It was reported last week, the day the General Data Protection Regulation (GDPR) came into effect, that Google and Facebook broke GDPR guidelines.
It was reported last week, the day the General Data Protection Regulation (GDPR) came into effect, that Google and Facebook broke GDPR guidelines and face up to $8.8 billion in fines. Despite their, sometimes strange, methods to evade compliance, Facebook seems to have fundamentally misunderstood the scope of the regulation, as the European Center for Digital Rights (noyb.eu) has pointed out in a document they published.
The main grievances listed by noyb.eu are that Facebook, Instagram, WhatsApp, and Google did not get valid consent by utilizing what looks, and feels, like a threat. It was around two months ago that I was told by an Instagram popup that if I did not accept their new privacy terms I would have my account deactivated (losing all the photos). Unfortunately, I have thousands of photos on Instagram that hold sentimental value to me, so this felt threatening and appeared to be a slightly softer version of extortion. It seems others have seen these messages in a similar light to myself. Mr. Schrems, chair of noyb.eu, stated about this scenario that, “Facebook has even blocked accounts of users who have not given consent. In the end users only had the choice to delete the account or hit the “agree”-button – that’s not a free choice, it more reminds of a North Korean election process.”
In regard to this somewhat threatening method of collecting consent, Mr. Schrems explained that “Many users do not know yet that this annoying way of pushing people to consent is actually forbidden under GDPR in most cases.” Similarly, if this tactic were translated into any other scenario, forced consent would not be allowed, as a consenting person must have the true intent to consent before the consent is considered valid.

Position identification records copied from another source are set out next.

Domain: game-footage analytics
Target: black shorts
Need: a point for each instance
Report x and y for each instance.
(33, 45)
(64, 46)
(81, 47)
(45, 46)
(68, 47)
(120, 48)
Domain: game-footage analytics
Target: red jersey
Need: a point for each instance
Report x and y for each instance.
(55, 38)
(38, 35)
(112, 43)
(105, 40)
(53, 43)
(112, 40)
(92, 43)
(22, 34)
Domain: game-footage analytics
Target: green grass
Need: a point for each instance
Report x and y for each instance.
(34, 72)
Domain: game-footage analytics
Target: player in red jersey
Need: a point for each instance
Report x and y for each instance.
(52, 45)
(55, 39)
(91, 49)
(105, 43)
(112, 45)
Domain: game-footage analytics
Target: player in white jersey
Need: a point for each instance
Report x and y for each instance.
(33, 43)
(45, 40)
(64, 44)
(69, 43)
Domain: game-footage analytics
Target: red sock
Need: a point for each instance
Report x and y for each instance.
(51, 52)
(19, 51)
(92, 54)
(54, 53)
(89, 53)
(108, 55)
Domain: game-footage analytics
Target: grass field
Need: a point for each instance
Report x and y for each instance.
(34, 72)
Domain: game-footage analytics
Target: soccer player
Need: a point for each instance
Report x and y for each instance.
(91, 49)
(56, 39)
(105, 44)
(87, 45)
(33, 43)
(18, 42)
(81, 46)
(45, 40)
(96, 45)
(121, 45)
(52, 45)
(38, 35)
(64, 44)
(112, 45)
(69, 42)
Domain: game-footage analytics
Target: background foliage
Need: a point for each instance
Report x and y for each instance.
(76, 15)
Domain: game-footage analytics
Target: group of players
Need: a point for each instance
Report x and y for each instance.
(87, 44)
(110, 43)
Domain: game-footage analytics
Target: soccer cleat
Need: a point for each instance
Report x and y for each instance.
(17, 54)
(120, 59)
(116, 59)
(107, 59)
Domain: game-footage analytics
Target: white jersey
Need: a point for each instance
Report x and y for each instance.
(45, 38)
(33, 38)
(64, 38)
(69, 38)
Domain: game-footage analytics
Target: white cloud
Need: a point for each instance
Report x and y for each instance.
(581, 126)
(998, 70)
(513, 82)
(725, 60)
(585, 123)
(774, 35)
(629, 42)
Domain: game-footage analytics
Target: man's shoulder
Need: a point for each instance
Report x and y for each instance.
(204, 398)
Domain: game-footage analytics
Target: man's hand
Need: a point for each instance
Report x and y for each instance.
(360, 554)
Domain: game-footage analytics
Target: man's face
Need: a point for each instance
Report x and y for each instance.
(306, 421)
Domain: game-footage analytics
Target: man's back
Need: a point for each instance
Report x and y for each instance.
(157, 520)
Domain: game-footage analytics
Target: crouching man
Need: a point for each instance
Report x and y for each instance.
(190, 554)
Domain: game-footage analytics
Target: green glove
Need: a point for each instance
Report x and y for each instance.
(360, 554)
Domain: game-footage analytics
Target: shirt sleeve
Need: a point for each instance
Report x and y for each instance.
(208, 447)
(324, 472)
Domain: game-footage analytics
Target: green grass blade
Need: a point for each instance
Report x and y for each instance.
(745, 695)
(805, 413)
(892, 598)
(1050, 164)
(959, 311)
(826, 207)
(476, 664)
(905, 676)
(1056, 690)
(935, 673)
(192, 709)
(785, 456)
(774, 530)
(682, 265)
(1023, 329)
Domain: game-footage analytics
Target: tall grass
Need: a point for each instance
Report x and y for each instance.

Regardless, it appears any data collected that is necessary for the normal operation of the site is allowed, and no longer needs consent, to be collected. It is only data resale that seems to require a consent form to be accepted. Mr. Schrems, in regard to this issue, explained that, “Anything strictly necessary for a service does not need consent boxes anymore. For everything else users must have a real choice to say ‘yes’ or ‘no’.”
So, it appears that Facebook and Google were in violation of GDPR before it even took effect, due to their methods of obtaining user’s consent on their services. However, it remains to be seen whether or not this argument will hold up in court, given the tenacity of corporate legal teams.